Wer das Bildungsvolksbegehren nicht unterschrieben
hat, der hat für die ÖVP gestimmt. Das sind 94 Prozent.
Wer das nicht so sieht, sollte sich bei ÖVP-Generalsekretär Hannes
Rauch beschweren. Denn der Volkspartei-Funktionär verwechselt das
Volksbegehren mit einer Bundeswahl: „Das vorliegende Endergebnis des
Bildungsvolksbegehrens zeigt, dass die Mehrheit in Österreich weder
die Gesamtschule noch die verpflichtende Ganztagesschule will. Damit
bestätigt sich die Position der ÖVP. Unsere Erfolge können sich sehen
lassen.“ Daraus folgt für Rauch: „Damit ist die Gesamtschule vom
Tisch.“ Womit sich aus ÖVP-Sicht sämtliche Reformdiskussionen
erübrigt haben.
Da die Volkspartei als Organisation das Bildungsvolksbegehren
bekanntlich nicht unterstützt hat, den Ausgang aber als Erfolg für
sich reklamiert, muss sie sich auch andere Rückschlüsse zurechnen
lassen.

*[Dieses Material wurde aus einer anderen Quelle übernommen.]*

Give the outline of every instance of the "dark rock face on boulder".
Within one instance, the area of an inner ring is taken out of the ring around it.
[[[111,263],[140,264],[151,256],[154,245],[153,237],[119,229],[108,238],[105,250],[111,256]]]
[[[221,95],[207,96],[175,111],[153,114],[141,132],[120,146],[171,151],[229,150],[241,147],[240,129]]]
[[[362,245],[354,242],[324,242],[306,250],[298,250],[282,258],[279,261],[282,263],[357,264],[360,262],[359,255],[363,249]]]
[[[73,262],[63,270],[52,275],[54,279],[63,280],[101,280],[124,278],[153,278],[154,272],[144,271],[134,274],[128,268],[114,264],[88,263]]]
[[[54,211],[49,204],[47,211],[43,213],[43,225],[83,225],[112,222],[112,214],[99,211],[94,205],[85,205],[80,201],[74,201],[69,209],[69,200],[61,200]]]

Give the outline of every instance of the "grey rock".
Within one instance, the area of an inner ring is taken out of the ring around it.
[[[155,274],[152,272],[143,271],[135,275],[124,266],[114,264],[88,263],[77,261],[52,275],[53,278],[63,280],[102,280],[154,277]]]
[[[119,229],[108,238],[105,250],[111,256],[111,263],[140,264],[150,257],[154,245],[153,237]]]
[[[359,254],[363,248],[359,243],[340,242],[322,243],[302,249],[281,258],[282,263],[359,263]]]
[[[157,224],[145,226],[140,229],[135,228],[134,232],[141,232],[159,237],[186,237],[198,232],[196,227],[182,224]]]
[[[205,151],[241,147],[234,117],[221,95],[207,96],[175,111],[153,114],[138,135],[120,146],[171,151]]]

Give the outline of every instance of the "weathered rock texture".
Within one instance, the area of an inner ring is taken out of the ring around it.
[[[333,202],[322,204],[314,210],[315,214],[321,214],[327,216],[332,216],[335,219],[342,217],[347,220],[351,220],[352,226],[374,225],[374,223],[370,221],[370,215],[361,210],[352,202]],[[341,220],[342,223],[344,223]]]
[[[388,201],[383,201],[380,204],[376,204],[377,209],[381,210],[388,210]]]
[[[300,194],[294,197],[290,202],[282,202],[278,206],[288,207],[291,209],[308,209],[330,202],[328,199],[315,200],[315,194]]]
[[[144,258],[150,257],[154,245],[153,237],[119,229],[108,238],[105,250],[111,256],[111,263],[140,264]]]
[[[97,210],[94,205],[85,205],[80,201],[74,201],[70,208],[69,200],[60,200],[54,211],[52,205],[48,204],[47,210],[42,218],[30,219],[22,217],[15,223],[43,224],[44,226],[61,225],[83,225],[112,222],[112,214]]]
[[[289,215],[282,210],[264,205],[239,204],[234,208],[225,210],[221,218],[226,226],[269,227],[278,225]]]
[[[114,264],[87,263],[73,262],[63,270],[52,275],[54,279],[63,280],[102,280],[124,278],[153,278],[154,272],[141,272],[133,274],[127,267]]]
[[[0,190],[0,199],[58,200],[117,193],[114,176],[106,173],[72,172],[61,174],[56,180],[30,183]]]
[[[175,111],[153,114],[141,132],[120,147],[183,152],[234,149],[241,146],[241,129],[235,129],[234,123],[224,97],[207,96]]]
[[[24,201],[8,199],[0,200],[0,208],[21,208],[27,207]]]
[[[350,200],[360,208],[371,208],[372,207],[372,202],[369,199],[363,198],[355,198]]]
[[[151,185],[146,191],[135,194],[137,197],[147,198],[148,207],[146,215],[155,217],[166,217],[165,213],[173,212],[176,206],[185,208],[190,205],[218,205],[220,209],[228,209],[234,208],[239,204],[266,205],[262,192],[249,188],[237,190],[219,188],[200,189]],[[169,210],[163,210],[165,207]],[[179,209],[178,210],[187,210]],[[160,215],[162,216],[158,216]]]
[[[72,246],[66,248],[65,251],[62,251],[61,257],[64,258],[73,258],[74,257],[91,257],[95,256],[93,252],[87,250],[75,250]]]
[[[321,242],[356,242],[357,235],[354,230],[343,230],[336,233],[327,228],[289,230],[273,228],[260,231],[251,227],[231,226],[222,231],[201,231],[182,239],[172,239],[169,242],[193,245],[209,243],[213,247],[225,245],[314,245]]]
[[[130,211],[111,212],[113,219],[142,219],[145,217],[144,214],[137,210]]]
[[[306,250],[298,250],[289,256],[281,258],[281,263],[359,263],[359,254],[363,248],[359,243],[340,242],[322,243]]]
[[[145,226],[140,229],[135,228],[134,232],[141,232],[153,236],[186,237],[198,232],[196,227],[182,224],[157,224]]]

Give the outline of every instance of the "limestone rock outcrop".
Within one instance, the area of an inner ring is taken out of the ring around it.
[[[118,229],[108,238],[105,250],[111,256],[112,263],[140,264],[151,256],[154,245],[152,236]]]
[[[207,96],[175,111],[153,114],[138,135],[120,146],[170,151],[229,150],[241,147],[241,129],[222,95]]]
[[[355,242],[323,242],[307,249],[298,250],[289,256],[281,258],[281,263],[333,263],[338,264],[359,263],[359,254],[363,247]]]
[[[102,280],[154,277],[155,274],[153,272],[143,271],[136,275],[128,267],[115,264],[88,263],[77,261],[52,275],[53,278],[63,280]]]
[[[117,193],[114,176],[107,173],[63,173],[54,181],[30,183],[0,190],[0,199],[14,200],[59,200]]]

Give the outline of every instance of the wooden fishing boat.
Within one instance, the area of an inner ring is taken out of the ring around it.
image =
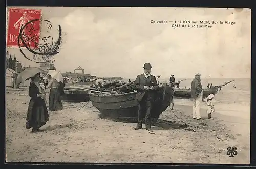
[[[116,83],[116,84],[115,85],[115,87],[119,87],[119,86],[121,86],[122,85],[125,84],[126,83],[126,82],[118,81],[118,82],[117,82],[117,83]]]
[[[64,87],[64,94],[62,100],[67,102],[81,102],[90,100],[88,91],[79,89],[82,87],[88,89],[95,90],[92,87],[93,82],[79,82],[67,85]]]
[[[116,84],[118,83],[117,80],[114,80],[114,81],[104,81],[102,83],[101,83],[101,86],[102,88],[110,88],[112,86],[115,86],[116,85]]]
[[[221,88],[234,80],[228,81],[221,85],[216,86],[213,88],[203,89],[203,98],[207,97],[209,95],[213,94],[216,94],[218,92],[220,91]],[[174,89],[174,97],[190,98],[191,97],[191,89]]]
[[[135,100],[137,92],[114,95],[89,92],[93,105],[100,111],[101,117],[110,117],[131,122],[138,120],[138,103]],[[151,123],[156,123],[159,116],[170,105],[174,89],[165,85],[159,87],[153,102]]]

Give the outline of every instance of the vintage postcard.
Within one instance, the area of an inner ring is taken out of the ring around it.
[[[249,164],[251,10],[6,12],[7,162]]]

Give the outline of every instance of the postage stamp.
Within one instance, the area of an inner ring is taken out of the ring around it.
[[[8,11],[8,31],[7,35],[7,46],[17,47],[18,36],[22,27],[28,22],[34,19],[41,19],[41,10],[24,8],[10,8]],[[40,36],[40,22],[30,22],[27,26],[33,30],[33,35],[29,35],[30,38],[35,39],[38,43]],[[31,48],[36,47],[35,44],[30,43]]]

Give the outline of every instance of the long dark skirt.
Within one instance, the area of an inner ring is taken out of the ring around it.
[[[50,111],[63,110],[62,103],[60,100],[60,94],[57,88],[51,88],[50,90],[49,109]]]
[[[40,128],[49,121],[49,117],[45,101],[39,97],[34,100],[31,98],[28,108],[26,128]]]

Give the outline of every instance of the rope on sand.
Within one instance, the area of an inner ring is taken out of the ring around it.
[[[78,109],[77,110],[76,110],[76,111],[78,111],[79,110],[80,110],[80,109],[81,109],[82,108],[83,108],[85,106],[86,106],[86,105],[87,105],[87,104],[88,104],[88,103],[89,103],[89,102],[90,101],[91,101],[91,100],[89,100],[89,101],[88,101],[87,102],[87,103],[86,104],[84,104],[84,105],[83,105],[83,106],[82,106],[82,107],[80,108],[79,109]]]
[[[174,113],[174,111],[173,111],[173,110],[170,108],[170,106],[169,106],[169,108],[170,108],[170,111],[172,112],[173,112],[173,113],[174,114],[174,115],[175,115],[175,116],[176,117],[176,118],[182,123],[183,123],[184,124],[186,125],[187,125],[187,126],[189,126],[187,124],[186,124],[186,123],[182,121],[180,119],[179,119],[179,118],[176,116],[176,115],[175,115],[175,114]]]

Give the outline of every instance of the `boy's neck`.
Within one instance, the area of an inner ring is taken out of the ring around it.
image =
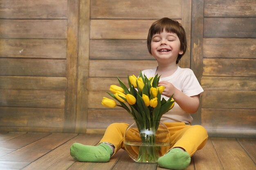
[[[171,65],[158,64],[155,74],[158,74],[159,76],[161,75],[161,78],[169,77],[175,72],[178,66],[176,64]]]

Die ÖVP ist zu einer Landpartei geworden und spielt im
urbanen Bereich keine Rolle mehr. Das hat sich bei der Wien-Wahl am
10._10._2010 mit dem historisch schlechten Ergebnis von 13,99 Prozent
schon abgezeichnet. Dass die Wiener ÖVP mehr als zwei Monate nach dem
Abgang von Christine Marek noch immer niemanden gefunden hat, der die
Stadt-Schwarzen anführen will, spricht für sich.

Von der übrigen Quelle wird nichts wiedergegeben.